One of the biggest questions is how much RAM is actually needed for a smooth workflow while running Figma and local AI tools at the same time.

Here's a quick overview based on different workloads:

  • 16GB RAM – Great for basic UI/UX tasks, AI writing, small language models, and everyday design work.
  • 32GB RAM – The ideal choice for most designers. It allows comfortable multitasking between Figma, browsers, design systems, and local AI applications.
  • 64GB RAM or more – Best suited for professionals working with large AI models, multiple creative applications, or advanced AI workflows.

It's also important to understand the difference between system RAM and GPU VRAM. While VRAM helps accelerate AI tasks on a graphics card, having enough system RAM is essential for keeping both Figma and AI applications running smoothly.

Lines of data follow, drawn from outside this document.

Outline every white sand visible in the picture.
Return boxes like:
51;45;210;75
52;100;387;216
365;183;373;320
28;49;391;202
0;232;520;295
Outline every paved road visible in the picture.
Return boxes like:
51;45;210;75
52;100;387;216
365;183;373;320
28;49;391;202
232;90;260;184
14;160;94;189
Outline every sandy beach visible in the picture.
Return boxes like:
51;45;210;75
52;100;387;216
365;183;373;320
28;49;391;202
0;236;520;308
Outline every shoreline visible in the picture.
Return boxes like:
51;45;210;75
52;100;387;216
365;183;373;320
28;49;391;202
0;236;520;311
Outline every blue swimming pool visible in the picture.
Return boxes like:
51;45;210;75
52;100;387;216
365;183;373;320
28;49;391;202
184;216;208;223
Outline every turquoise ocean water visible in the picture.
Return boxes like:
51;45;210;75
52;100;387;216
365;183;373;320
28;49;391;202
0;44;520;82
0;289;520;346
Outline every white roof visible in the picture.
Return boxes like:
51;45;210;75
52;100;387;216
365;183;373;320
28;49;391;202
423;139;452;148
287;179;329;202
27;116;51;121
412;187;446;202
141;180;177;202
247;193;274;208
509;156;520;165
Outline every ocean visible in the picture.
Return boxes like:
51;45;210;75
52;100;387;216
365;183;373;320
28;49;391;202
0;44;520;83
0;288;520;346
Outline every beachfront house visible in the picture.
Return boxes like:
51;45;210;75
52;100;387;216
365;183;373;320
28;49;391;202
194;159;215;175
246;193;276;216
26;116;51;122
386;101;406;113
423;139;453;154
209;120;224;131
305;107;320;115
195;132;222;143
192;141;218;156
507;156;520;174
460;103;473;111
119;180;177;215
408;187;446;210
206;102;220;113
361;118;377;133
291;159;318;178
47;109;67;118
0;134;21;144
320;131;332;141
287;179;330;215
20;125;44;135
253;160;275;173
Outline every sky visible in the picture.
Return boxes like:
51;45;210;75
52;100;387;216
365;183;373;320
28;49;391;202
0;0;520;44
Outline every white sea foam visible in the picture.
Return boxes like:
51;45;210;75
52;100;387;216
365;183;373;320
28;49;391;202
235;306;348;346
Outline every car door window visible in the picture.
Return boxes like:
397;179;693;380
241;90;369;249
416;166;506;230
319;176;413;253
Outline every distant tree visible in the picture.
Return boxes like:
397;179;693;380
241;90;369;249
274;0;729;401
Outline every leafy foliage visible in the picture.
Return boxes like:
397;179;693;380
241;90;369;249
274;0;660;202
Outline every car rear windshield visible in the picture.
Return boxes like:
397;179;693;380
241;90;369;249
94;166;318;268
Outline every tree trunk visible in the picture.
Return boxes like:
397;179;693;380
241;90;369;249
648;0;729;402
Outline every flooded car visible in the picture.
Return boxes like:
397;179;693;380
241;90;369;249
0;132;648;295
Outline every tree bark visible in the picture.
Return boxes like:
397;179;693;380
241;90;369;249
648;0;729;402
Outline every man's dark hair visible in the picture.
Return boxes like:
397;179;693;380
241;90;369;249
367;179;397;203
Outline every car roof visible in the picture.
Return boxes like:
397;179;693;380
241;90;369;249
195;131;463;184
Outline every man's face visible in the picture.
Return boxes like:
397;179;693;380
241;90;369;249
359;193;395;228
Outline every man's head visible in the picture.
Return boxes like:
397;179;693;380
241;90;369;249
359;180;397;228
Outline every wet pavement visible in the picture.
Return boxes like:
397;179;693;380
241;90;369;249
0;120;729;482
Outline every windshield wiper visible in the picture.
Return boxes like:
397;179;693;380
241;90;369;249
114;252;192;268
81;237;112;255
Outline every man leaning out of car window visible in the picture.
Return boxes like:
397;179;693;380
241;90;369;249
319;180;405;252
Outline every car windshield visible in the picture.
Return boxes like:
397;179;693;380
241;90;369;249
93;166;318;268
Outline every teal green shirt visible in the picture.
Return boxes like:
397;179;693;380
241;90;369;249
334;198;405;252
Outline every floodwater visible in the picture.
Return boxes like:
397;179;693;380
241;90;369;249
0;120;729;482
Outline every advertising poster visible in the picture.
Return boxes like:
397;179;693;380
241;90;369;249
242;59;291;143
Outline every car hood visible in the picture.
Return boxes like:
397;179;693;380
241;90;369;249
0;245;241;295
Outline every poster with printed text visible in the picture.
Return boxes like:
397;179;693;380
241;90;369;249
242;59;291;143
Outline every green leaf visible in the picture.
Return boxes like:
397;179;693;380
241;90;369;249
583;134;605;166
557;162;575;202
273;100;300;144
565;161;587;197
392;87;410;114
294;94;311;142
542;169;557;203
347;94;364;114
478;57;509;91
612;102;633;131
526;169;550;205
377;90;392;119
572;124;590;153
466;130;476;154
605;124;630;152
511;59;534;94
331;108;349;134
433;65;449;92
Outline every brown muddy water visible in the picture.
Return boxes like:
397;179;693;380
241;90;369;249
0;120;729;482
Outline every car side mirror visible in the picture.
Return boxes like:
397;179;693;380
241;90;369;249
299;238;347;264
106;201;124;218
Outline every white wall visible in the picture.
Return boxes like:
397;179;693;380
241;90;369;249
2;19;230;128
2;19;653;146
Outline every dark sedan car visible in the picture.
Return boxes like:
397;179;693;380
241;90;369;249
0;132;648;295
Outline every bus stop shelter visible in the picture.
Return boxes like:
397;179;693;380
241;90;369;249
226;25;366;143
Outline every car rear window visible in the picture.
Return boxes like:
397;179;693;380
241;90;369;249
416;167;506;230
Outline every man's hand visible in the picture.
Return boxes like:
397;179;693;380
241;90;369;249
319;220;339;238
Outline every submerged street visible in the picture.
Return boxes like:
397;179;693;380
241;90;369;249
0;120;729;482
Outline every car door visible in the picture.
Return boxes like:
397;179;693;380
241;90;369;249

I'm interested in hearing how other designers are approaching this.

  • How much RAM does your current workstation have?
  • Have you upgraded specifically to improve AI-assisted design workflows?
  • Have you noticed a meaningful difference between 16GB and 32GB while using Figma alongside AI tools?
  • Which local AI tools have become part of your design process?

Looking forward to learning from the community's experiences and recommendations.

1 reply

zhen
  • New Member
  • July 2, 2026

Great breakdown of RAM requirements! I've been running Figma alongside local AI tools on a 32GB setup and it handles most workflows comfortably. For designers working with AI-powered video generation in addition to design work, GPU VRAM becomes just as important as system RAM.

I've found https://motionifyai.io/ useful for generating quick video assets that can be imported into Figma prototypes, and it runs smoothly alongside the design workflow with enough RAM headroom.

Would be interesting to hear what local AI tools others are incorporating into their design pipelines!